4255.2019年1月6日(日) 社会主義国家建設に失敗したソ連と中国

 1949年10月1日中国共産党の毛沢東党主席が中華人民共和国建国宣言をしてから、今年10月に満70年を迎えることになる。一昨年はロシア革命成って100年の節目の年だった。建国時代まだ貧しかったソ連、中国の両国が、その後アメリカと並ぶ米ソ時代から、体制崩壊に陥りソ連が社会主義国家の看板を下ろした。だが、近年中国の発展は目覚ましく今では米中両国が世界の大国として君臨しつつある。

 しかし、かつてのソ連は、国内に多くの矛盾を抱えて自壊作用を起こし、社会主義と決別することになった。一方、中国は今もって社会主義国家の看板を掲げたまま経済面で長足の発展を遂げ、今や国民総生産(GNP)ではアメリカに次ぐ大国となった。ただ、これはほんの表面的な一面であり、実態はそんなに楽観出来るものではない。

 今朝の朝日新聞によれば、意外なことに現時点でロシアの世論は旧ソ連の崩壊を惜しいと思っている人がかなり多くいるようで、それが年々増え今では国民の66%が旧ソ連を懐かしがっているという。当時社会主義国家で国民が平等に恩恵を受けられるという誤った期待から、近年ロシアにおける年金受給開始年齢の引き上げなどに反発する声が多く、待遇への不満が持ち上がっているようだ。これはソ連時代の社会の実態を知らない人たちが、幻想となったかつての社会主義を夢見ているだけに過ぎない。当時のソ連が果たして社会的に平等な生活を供与していただろうか。歴史を振り返ってみれば分かりそうなことである。

 現在の中国にしても、社会主義の看板はそのままであるが、とても社会主義と呼べるような社会体制ではなく、社会の格差が広がり資本主義経済のマイナス面ばかりが目につく。中国は共産党の権力の一極集中によって権力基盤を固め、言論の自由弾圧など資本主義の悪弊を通り越して、現状は独裁的な覇権国家に陥っている。加えて貧富の差が拡大して、支配者層の政治的不正も増え、むしろ窮屈で非倫理的な社会になっている。

 その中国では、4日に中央軍事委員会で習近平国家主席が、中国は発展のチャンスを迎えているが、同時にリスクも増えており軍事闘争の準備を進めなければならないと社会主義なんか忘れ去り、軍国主義的志向発言を行って世界に衝撃を与えた。翌5日には台湾の蔡英文総統が、中台統一を目指す中国が1国2制度を考えていることに反発し。当分中台間の外交関係はスムーズとは行かないだろう。

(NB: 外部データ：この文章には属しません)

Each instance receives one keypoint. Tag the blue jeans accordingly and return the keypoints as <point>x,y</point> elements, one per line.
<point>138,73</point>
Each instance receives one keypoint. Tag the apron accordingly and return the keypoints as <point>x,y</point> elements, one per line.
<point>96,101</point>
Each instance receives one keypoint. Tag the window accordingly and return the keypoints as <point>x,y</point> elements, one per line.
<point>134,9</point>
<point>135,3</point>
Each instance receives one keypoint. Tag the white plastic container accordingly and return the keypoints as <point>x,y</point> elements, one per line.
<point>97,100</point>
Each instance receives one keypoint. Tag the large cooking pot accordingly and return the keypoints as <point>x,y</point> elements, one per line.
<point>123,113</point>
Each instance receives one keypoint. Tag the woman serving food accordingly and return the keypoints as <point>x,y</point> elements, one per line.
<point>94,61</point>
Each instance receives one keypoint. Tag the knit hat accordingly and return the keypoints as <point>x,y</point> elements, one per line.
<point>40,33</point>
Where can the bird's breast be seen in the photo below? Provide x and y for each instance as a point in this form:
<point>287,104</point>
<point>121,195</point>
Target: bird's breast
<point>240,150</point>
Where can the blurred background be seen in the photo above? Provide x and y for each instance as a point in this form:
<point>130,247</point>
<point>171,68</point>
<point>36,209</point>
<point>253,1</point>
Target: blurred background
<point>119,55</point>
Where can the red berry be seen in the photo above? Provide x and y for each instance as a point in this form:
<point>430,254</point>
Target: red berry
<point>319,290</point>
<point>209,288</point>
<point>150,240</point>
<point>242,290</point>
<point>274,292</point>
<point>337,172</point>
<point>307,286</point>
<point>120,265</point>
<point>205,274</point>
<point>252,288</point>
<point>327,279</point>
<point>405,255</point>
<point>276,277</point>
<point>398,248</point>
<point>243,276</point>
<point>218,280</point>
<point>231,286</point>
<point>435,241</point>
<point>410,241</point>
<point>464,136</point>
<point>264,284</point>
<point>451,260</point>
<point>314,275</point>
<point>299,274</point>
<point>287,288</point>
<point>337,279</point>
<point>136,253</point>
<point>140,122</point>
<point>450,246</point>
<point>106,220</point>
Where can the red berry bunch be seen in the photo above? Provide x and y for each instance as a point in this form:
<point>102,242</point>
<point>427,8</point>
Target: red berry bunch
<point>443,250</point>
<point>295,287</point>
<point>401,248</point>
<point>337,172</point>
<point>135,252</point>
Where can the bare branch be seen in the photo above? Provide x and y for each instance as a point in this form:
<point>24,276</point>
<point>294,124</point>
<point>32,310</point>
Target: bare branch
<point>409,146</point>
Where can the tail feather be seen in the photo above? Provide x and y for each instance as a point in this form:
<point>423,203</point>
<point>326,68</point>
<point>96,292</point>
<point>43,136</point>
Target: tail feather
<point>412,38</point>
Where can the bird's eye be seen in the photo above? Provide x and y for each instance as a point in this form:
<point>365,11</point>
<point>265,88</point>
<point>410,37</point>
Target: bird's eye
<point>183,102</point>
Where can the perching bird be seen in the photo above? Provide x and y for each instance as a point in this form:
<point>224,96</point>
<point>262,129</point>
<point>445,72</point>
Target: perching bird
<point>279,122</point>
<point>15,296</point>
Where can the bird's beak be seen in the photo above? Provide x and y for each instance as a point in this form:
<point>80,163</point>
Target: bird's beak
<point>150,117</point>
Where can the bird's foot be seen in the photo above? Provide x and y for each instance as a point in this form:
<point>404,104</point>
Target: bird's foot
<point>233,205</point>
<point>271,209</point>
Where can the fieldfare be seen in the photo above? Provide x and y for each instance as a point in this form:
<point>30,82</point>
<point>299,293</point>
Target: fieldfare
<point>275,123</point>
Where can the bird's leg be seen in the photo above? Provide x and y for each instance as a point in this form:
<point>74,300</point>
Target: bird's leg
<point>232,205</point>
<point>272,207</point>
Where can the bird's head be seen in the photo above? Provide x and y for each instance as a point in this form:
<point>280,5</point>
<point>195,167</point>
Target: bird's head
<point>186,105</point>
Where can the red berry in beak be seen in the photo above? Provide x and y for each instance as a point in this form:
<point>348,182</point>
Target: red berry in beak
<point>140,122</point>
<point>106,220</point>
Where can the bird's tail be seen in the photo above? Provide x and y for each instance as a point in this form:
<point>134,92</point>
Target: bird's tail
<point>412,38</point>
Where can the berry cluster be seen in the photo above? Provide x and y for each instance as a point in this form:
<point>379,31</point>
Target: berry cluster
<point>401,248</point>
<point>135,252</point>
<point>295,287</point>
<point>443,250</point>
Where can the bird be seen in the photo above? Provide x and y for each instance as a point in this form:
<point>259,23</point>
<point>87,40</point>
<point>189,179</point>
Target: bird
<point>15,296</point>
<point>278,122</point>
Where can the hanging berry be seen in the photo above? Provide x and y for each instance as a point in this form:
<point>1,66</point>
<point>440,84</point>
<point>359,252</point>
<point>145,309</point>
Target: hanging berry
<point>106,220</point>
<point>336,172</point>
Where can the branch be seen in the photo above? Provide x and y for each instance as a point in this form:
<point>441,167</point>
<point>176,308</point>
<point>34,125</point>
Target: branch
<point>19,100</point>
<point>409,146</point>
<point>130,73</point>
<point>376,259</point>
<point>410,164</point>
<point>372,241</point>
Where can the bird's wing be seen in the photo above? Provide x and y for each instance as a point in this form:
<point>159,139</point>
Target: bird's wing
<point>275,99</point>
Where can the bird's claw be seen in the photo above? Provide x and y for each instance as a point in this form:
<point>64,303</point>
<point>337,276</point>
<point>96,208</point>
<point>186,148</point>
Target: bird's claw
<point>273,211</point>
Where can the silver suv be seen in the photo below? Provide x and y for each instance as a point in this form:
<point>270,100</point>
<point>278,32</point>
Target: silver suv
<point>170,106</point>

 果たして今日の中国人は、この現状をどう思っているのだろうか。

 結果としてマルクスが目指したような社会主義社会は実現しなかった。僅かにキューバの社会主義体制のみが国民の間に根付いて国家と国民が手を携えて、歩みは鈍いが、一歩一歩と前進しているように感じた。マルクスの唱えた社会主義は、経済面だけなら国民に幸せをもたらしたと思う。社会主義国家が政治面で権力を揮い出したことが、マルクスの考えとは大きく隔たったものになったのではないか。

 今ごろになってかつて失敗した社会主義を偲び、懐かしがるとは、ロシア人の頭は相も変わらず思考錯誤を重ねていると思う。